Shira Rabin, Ph.D., is an Associate Professor in the Department of Biology. She teaches courses on Introductory Biology, Microbiology, and Immunology. Her research concerns science pedagogy, and models of community outreach in the sciences. She has developed collaborations with JCPS and the Area Health Educational Centers (AHEC) and has published in such journals as Infection & Immunity and Journal of Infectious Disease.
Stephen B. Swan
Steve Swan, M. Ed., is the director of the instructional technology program in the College of Education and Human Development at the University of Louisville. Steve came to UL as a 31-year educator in Jefferson County Public Schools culminating in the position of Instructional Technology Specialist. Steve worked with his staff developing and delivering professional development on technology use in the classroom as well as online learning in Jefferson County Public Schools. He has also worked in the area of online learning with the University of Toronto's, School of Education, OISE, in developing an interactive online platform called Knowledge Forum. He embraces new ideas, change knowledge, and the power of the online environment.
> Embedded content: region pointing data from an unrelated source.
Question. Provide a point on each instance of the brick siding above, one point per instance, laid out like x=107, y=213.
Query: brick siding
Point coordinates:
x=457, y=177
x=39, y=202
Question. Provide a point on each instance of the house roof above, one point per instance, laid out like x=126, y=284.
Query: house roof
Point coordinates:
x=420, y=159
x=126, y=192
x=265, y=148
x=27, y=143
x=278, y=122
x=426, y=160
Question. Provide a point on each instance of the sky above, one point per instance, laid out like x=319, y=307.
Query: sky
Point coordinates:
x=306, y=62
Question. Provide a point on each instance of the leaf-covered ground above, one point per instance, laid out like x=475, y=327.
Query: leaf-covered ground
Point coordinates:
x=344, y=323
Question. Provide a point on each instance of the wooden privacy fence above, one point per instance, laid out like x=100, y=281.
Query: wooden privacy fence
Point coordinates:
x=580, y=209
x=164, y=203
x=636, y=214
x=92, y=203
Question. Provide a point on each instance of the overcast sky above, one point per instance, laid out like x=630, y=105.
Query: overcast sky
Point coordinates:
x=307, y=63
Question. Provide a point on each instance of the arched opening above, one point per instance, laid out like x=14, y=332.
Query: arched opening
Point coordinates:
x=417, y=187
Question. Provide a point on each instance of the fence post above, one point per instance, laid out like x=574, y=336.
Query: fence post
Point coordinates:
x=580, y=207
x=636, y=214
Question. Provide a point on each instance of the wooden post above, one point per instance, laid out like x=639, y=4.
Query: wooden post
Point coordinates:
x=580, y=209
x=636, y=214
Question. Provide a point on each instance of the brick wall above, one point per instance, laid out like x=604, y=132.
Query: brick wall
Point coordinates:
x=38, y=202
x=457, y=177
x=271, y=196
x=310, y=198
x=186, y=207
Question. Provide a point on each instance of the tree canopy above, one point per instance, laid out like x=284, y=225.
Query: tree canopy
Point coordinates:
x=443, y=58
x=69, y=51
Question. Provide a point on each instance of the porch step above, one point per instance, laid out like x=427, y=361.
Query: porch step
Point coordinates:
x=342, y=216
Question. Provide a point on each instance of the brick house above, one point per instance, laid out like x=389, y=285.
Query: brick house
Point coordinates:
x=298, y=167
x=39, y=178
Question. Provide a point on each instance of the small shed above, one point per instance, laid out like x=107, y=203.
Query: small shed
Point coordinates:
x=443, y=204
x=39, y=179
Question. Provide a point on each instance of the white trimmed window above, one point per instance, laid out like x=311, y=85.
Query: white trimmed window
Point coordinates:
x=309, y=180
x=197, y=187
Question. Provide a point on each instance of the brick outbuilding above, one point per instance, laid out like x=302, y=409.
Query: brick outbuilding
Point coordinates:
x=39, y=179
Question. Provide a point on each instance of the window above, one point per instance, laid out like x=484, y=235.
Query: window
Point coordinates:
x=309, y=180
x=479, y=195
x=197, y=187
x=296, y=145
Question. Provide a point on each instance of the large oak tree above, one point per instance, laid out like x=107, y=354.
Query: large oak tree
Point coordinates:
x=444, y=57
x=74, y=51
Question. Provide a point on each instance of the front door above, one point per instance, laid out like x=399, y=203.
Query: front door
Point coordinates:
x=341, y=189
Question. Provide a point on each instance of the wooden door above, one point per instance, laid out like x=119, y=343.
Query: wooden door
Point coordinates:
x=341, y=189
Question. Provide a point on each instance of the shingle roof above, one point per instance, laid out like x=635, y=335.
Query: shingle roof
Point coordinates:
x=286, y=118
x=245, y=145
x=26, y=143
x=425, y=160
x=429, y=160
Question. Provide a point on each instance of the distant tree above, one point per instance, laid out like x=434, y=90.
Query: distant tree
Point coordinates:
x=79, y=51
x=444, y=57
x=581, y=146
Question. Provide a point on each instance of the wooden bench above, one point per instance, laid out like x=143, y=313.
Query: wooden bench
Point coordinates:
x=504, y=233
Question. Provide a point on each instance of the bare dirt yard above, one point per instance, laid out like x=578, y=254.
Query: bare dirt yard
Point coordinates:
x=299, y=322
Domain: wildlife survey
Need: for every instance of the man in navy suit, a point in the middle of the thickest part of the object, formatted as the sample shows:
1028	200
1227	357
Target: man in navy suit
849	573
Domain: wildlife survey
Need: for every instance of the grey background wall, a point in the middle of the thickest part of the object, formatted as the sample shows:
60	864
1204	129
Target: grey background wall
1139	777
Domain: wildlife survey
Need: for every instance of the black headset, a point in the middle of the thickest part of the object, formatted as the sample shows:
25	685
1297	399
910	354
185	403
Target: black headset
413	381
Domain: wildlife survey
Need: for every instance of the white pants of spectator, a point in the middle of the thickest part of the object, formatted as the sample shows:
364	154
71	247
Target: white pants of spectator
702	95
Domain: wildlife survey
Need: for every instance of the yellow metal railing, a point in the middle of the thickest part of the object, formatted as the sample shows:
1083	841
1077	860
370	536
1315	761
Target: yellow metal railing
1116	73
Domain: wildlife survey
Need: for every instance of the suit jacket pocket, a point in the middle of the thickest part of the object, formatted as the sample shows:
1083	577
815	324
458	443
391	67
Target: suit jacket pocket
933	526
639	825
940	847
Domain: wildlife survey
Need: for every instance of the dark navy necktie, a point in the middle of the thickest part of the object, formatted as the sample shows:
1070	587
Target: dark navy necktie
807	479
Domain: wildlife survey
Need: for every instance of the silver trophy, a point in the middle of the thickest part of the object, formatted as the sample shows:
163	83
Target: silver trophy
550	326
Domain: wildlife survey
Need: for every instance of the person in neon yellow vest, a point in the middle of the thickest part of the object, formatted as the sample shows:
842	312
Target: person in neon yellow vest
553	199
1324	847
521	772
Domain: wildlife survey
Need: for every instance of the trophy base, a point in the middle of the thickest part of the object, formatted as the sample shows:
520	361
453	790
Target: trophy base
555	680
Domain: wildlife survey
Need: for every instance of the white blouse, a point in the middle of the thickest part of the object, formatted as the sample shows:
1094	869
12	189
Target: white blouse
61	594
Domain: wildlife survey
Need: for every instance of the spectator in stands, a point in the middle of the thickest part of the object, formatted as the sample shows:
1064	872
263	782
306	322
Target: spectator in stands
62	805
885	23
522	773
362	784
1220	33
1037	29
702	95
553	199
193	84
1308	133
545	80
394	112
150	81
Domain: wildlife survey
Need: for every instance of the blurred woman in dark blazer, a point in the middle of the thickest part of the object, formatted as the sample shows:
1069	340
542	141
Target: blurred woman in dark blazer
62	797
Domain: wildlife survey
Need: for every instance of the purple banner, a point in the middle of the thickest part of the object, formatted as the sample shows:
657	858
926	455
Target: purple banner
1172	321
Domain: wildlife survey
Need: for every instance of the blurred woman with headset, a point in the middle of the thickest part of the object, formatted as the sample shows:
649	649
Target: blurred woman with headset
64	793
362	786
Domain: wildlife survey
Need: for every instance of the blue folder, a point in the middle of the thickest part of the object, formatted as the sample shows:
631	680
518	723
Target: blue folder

Angela Storey, Ph.D., is an assistant professor in the Department of Anthropology. Her research focuses on community activism and participatory processes of urban governance, with on-going projects in Cape Town, South Africa, and in Louisville. She developed a dedication to learner-centered pedagogies and active learning practices through completion of a Certificate in College Teaching at the University of Arizona and participation in the UofL’s Seminar on Teaching for New Faculty.
Jason Zahrndt works as the digital media consultant for the Delphi Center for Teaching and Learning, and he coordinates the Digital Media Suite in Ekstrom Library. In previous positions as a college English instructor and college librarian, he sought ways for students to engage with digital media and tools across many learning management systems and web-based platforms. Jason continues this goal as he works with faculty to design and implement digital assignments for on-ground and online courses.